I shall see the both of them again this Christmas.

 

Cupid

December 16, 2009

Shouldn’t we get someone older? I mean, this pudgy cherub, is he the best we have? Shouldn’t we get someone with more experience, someone with Relationships Management on his CV, Couples Counselling, that kind of thing?

Shouldn’t we at least equip him with a better set of bow and arrows? Perhaps quills that come in identical pairs, so two people fall in love at the same time, with the same intensity? Shouldn’t we ensure that none of the tips are poisoned, so nobody gets hurt?

And why can’t we – in this day and age when everyone seems to be raising money for everything – cobble some funds together and pay him for some shooting lessons, so that at least he can improve his aim?

 

Insomnia

December 15, 2009

01:00 – Cannot sleep. But it’s OK, it’s only 1. Thing is, to be jaunty. Walk about. Make hot milk. Read detective novel. Too exciting. Read today’s papers. Soporific. So why still not nodding off?

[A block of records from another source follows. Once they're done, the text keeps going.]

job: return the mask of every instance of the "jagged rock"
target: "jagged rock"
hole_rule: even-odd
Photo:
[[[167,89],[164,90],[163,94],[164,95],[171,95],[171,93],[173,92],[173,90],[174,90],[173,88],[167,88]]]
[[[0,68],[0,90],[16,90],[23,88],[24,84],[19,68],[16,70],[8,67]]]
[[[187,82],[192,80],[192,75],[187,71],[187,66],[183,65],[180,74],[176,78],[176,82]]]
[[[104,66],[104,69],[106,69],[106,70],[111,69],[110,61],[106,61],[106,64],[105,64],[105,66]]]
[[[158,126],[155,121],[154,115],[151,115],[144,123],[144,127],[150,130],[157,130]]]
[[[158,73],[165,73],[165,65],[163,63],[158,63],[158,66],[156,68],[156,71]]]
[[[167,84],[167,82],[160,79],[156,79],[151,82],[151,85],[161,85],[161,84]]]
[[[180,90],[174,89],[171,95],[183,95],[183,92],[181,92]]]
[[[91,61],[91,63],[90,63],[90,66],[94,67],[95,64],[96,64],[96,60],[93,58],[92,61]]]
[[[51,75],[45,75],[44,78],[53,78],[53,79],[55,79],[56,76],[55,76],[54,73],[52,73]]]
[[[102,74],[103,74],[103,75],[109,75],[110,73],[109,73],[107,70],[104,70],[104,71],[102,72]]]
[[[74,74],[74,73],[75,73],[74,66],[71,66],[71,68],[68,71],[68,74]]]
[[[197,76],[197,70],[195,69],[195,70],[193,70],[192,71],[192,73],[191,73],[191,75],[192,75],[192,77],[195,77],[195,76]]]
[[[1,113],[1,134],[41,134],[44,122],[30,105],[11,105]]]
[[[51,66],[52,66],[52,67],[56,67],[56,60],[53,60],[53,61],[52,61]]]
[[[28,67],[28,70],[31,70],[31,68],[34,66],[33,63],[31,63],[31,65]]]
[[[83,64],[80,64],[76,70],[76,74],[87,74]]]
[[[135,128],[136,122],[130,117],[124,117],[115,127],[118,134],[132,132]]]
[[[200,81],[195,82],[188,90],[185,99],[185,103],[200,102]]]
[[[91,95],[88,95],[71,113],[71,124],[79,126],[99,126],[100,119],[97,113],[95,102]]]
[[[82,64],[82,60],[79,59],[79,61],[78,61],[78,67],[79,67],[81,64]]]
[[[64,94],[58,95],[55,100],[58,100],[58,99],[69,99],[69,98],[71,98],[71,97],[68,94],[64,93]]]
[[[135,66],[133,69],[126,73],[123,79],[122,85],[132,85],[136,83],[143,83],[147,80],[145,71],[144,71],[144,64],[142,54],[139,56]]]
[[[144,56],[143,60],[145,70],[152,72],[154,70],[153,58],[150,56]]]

02:00 – Think sadly of how could have slept at 1; wonder miserably if will still be awake at 3.

03:00 – Capitulation. No more fighting to sleep! Pretend everything normal, surrender to situation. Now indifferent, apathetic, apolitical. Strangely somnolent. Sleeping through insomnia.

 

Snow

December 14, 2009

Do you want snow? asked the man. You can have snow. I can make it fall from the top of your screen to the bottom, and it won’t leave a puddle on your laptop.

I thought about my country, with its luscious fruits and sweaty jungles. For some reason, I felt I was betraying it. I have seen snow several times, but only once when it was falling. It swirled down from heaven like dessicated coconut.

Yes, I told the snow man. Yes, please give me snow.